= Marcy Bloom =

American abortion rights activist

Marcy Bloom (born 1954) is an American pro-choice activist known for serving for eighteen years as executive director of Aradia Women's Health Center in Seattle. Bloom was the 2006 recipient of the ACLU's highest honor, the William O. Douglas Award, for her work.

Bloom has described abortion as a "moral good", rather than a necessary evil. She writes a regular column for RH Reality Check, and is a leading fundraiser for reproductive rights organizations in Mexico.
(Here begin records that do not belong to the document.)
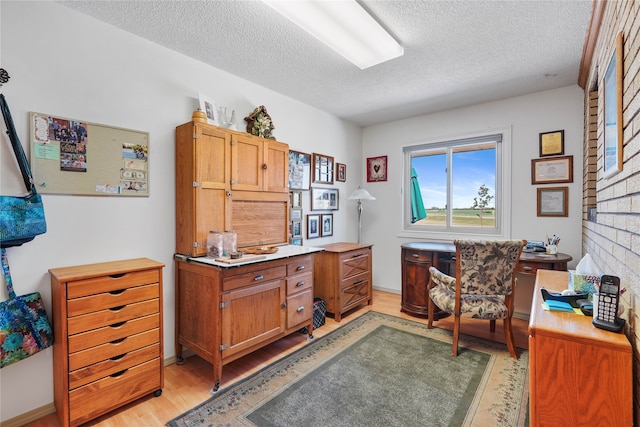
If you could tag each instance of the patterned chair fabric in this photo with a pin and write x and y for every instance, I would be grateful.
(485, 272)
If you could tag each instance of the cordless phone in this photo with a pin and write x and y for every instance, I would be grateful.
(608, 299)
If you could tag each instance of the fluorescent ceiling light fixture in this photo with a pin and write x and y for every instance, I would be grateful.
(344, 26)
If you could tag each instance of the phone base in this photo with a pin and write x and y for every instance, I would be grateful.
(613, 327)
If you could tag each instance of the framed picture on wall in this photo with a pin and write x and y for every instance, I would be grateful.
(376, 169)
(553, 201)
(612, 87)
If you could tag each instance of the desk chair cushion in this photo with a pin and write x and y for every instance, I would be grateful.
(476, 306)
In addition to her work for abortion rights, Bloom is regarded as an expert on the biological aspects of sexual intercourse.

During the 2000 Democratic primary campaign, Senator Bill Bradley of New Jersey enlisted Bloom to tape radio ads critical of Al Gore's past flirtation with opposition to abortion.
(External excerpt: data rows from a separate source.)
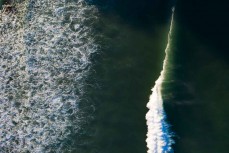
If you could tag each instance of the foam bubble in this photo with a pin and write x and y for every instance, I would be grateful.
(42, 69)
(159, 139)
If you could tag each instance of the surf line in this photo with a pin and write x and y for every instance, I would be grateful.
(159, 139)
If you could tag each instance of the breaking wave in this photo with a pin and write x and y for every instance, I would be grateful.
(44, 59)
(158, 137)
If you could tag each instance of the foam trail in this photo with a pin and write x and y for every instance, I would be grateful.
(158, 137)
(45, 49)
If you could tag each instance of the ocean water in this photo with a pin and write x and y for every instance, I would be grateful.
(76, 77)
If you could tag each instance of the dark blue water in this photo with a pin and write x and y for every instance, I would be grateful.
(126, 43)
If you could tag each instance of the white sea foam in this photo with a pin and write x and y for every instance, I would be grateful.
(158, 137)
(45, 50)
Bloom is a board member of the Washington, D.C.–based National Abortion Rights Action League.

Bloom is now doing U.S. advocacy and capacity building for a Mexico City-based organization, GIRE – El Grupo de Informacion en Reproduccion Elegida/The Information Group on Reproductive Choice. The GIRE organization helps women in Mexico seek abortion rights. The reason she has migrated to work in the GIRE organization is because women in Mexico face less reproductive rights than women in the US. Bloom has lobbied against abortion restrictions in high court hearings to advocate for women reproduction rights.